Plaintiff’s request for attorney’s fees will be reduced for several reasons. First, Plaintiff’s
request for a total of $117,062.00 is too much for a simple contract case. Second, Plaintiff’s
hourly rate of $250 an hour is too high. Third, Plaintiff asserted numerous causes of action -conversion, recission, outrage, fraud, constructive fraud, promissory and equitable estoppel,
breach of trust, breach of fiduciary, relationship, undue influence, duress, interference with
business expectancy and economic relationship -- all of which were dismissed. She was only
successful on the breach of contract claims, and even then, only partially successful, since she
did not recover the full amount requested. Fourth, as counsel points out in his brief, the
excessive hours were the result of a “difficult Plaintiff to deal with . . . . She would call
frequently trying to seek updates and re-hash issues.”1 The extra time spent with a difficult
client shouldn’t be charged to the opposing party. Fifth, the pleadings and arguments were
excessive and repetitious. In light of the above and considering the record as a whole, I believe
that $25,000 is a reasonable attorney fee in this case.
Doc. No. 92-1.
Plaintiff’s seek $2,665.57 in costs. Under 28 U.S.C. § 1920 a court may award costs to
the prevailing party on several specific items listed in the statute. Yet, Plaintiff seeks
reimbursement for several items that are not recoverable under the statute -- for example, process
server ($150);2 postage to process server ($2.70); lawyer’s mileage to and from trial ($210.90);
and postage ($1.52).3 Plaintiff also requests $255.00 for “Copies” but does not mention the
number of pages, page rate, what was copied, or how the copies were “necessarily obtained for
use in the case.”4 This is insufficient for recovery. After subtracting the above requested costs,
Plaintiff is entitled to $2,045.45 in costs.5
Based on the findings of fact and conclusions of law above, Plaintiff is entitled to
$25,000 in attorney’s fees and $2,045.45 in costs from Defendant.
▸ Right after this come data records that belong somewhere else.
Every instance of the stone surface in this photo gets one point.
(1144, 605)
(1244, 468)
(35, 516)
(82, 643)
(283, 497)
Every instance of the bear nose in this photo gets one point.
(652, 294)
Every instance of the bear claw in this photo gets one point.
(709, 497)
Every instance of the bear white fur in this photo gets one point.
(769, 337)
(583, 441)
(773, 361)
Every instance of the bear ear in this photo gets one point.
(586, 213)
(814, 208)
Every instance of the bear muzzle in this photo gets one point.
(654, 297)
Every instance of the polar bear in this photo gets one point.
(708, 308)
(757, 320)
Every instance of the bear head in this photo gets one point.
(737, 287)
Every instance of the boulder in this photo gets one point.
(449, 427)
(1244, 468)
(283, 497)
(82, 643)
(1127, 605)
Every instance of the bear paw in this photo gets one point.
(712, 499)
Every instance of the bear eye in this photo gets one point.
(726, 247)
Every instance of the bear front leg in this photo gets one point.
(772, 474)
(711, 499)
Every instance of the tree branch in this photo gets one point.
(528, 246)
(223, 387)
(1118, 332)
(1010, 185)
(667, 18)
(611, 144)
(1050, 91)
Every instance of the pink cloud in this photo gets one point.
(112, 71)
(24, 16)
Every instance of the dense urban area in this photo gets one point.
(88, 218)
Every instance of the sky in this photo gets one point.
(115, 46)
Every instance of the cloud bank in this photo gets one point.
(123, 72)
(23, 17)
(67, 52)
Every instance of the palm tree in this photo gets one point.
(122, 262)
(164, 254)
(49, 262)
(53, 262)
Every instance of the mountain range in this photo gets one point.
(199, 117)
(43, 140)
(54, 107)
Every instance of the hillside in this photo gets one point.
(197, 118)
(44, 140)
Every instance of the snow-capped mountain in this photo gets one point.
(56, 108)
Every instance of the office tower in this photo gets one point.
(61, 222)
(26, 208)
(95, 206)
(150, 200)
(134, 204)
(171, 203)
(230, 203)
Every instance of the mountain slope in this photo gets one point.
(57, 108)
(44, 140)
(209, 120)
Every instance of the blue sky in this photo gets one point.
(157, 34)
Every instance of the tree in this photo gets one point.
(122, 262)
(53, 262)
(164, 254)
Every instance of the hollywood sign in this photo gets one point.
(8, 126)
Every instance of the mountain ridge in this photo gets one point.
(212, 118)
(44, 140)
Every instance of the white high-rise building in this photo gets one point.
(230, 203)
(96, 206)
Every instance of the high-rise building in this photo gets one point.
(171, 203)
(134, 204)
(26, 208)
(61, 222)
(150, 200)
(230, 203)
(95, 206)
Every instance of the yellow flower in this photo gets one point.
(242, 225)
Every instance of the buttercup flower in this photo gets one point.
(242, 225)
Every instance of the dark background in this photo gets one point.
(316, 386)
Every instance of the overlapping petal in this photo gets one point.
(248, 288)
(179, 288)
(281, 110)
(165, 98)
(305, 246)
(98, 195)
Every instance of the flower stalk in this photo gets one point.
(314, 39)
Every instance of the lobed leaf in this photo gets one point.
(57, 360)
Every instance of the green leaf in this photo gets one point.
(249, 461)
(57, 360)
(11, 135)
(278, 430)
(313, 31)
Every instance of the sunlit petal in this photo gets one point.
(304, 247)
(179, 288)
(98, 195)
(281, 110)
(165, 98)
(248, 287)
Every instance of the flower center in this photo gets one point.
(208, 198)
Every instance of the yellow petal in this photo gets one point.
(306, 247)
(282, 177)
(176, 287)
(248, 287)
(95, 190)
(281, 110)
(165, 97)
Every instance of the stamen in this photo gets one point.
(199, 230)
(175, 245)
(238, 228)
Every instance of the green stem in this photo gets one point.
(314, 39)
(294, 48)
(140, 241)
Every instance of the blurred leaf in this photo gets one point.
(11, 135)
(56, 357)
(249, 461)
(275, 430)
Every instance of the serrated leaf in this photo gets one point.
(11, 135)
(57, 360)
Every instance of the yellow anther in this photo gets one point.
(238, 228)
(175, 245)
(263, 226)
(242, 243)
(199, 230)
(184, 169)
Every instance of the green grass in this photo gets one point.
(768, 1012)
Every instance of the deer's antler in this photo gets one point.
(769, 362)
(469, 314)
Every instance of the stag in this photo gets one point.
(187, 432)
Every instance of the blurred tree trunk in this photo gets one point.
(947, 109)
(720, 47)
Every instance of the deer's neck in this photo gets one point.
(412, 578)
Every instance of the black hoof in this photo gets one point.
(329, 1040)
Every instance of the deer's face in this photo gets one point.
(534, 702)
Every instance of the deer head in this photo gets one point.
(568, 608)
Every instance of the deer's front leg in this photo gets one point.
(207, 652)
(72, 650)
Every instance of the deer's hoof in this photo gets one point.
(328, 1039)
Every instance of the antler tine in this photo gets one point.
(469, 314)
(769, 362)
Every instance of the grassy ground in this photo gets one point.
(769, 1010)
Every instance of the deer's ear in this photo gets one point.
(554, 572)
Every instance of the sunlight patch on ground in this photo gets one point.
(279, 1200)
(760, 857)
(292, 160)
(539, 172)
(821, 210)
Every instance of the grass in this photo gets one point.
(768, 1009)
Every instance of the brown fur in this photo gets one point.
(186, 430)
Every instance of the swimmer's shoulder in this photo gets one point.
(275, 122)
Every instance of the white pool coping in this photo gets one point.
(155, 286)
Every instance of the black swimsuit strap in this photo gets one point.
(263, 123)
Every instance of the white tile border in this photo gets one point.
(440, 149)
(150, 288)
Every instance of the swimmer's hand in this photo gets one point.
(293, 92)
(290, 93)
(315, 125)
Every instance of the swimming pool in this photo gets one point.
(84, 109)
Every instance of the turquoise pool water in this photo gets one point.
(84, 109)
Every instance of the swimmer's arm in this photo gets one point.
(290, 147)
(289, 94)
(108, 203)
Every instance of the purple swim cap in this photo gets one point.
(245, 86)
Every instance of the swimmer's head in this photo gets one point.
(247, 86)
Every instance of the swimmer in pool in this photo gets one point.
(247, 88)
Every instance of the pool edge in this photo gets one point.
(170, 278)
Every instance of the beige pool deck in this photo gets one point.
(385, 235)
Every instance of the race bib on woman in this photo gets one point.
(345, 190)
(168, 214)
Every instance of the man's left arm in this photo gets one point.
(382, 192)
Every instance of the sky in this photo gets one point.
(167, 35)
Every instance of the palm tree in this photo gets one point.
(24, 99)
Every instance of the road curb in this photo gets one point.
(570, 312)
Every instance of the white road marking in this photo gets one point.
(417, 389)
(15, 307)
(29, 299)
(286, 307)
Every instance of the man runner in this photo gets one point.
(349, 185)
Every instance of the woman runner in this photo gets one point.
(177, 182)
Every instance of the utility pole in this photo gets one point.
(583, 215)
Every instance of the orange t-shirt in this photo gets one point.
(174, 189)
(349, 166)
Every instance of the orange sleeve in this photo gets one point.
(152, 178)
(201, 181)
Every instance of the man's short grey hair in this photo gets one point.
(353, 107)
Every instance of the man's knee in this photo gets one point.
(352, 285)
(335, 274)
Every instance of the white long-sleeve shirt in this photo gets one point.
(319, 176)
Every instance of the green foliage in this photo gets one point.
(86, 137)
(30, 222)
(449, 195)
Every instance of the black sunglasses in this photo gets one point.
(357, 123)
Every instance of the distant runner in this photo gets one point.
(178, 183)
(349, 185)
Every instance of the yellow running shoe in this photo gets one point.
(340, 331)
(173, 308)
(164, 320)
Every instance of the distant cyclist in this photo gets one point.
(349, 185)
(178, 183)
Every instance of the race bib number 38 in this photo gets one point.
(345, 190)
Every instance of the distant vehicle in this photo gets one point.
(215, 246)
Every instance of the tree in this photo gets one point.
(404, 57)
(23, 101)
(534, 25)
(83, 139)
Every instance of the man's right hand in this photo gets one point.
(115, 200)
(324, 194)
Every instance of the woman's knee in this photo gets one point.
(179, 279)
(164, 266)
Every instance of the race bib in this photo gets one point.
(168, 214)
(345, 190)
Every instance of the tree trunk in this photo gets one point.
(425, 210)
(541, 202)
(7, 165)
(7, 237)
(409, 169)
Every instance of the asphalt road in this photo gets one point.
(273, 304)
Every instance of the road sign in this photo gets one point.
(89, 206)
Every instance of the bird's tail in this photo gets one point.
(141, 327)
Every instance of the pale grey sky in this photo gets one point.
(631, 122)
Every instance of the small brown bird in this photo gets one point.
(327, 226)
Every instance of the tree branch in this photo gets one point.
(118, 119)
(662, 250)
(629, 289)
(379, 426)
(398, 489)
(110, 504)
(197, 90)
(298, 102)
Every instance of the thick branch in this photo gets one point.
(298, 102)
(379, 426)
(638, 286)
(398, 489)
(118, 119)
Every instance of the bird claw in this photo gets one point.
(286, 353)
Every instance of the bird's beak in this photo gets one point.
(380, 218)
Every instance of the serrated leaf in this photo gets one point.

IT IS SO ORDERED this 25th day of September, 2014.
/s/ Billy Roy Wilson
UNITED STATES DISTRICT JUDGE
Crues v. KFC Corp., 768 F.2d 230, 234 (8th Cir. 1985) (holding that party could not
“recover $250 for use of a special process server, because 28 U.S.C. § 1920 (1982) contains no
provision for such expenses.”).
Smith v. Tenet healthsystem SL, Inc., 436 F.3d 879, 889 (8th Cir. 2006) (finding that §
1920 does not authorize taxing for postage and delivery expenses).
28 U.S.C. § 1920(4).
This total is from filing fees ($180); court reporters ($1,775.45); and witness fee ($90).